The percentage of oxygen in the tanks was only 2% after the injection of inert gas and does not exceed the standard 8%.
He praised the local crew who had maintained with little resources the condition of the Safer.
He has not changed his position on the UN Operational Plan.
There is still a long way to go
Whether it would have been possible to carry out the operation exactly as Ahmed Kulaib wished, with all of the political realities behind getting an agreement in place amongst all parties to the Yemen conflict, is probably now a moot point.

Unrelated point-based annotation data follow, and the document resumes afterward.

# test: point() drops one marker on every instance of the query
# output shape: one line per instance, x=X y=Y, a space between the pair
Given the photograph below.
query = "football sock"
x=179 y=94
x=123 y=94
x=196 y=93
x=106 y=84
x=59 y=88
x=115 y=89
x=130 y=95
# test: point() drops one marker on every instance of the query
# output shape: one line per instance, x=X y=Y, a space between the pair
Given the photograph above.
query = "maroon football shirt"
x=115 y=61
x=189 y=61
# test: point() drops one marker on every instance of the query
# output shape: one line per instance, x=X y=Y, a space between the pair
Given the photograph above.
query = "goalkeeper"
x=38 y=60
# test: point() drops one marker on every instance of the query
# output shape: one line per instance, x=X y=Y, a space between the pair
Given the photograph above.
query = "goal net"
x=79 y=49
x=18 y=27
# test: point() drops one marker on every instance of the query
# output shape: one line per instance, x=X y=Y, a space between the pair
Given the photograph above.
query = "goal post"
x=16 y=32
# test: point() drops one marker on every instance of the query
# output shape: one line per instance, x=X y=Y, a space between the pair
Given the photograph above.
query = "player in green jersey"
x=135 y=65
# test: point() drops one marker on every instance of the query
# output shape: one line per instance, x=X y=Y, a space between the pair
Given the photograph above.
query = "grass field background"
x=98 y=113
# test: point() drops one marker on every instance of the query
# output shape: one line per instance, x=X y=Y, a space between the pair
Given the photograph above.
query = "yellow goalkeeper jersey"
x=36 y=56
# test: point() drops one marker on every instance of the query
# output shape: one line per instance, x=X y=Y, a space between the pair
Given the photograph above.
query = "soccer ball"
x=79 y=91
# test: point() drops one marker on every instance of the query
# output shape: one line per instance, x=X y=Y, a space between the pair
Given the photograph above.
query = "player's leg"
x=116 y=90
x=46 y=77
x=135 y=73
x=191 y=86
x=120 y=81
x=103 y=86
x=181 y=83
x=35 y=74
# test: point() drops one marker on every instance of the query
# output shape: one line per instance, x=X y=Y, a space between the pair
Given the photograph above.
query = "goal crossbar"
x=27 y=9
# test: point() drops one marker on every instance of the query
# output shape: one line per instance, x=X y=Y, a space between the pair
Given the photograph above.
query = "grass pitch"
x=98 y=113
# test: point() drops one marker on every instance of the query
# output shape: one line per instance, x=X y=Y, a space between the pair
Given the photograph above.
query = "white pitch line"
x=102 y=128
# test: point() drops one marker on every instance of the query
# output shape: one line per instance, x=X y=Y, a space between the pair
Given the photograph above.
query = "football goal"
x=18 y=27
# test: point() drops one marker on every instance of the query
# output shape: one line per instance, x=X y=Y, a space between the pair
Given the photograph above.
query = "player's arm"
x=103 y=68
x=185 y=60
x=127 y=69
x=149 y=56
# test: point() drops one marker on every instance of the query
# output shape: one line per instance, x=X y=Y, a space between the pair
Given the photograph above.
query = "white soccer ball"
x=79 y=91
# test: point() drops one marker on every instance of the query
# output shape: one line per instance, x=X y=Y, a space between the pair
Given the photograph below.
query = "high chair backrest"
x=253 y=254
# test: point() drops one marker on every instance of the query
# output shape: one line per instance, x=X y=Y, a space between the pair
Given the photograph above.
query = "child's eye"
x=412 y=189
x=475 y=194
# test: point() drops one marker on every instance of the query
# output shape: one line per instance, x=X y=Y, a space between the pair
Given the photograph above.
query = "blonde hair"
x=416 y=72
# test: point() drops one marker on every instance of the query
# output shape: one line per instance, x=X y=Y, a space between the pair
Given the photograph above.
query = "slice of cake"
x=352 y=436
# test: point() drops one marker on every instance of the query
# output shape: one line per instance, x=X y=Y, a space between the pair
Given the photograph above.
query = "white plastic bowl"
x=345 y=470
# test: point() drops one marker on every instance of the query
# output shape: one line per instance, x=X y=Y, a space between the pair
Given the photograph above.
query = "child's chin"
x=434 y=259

But his criticisms do point to the challenges that the UN operation will face even when they have managed to transfer the oil onto a younger vessel, not a small feat in itself. The oil will still remain in the area until it can be sold, pending agreement between the relevant parties, the latter no small feat either. How the replacement Nautica will handle the Red Sea conditions if the sale drags on remains to be seen. Lasting peace is still not guaranteed either.
Long-time observers and activists following the FSO Safer story are warning that while a lot of hard work has gone into getting to where we are, now is not the time for complacency for the campaign. As long as the oil remains on the water, it is still in danger of spilling into the Red Sea with devastating consequences for the region, environment and indeed the world.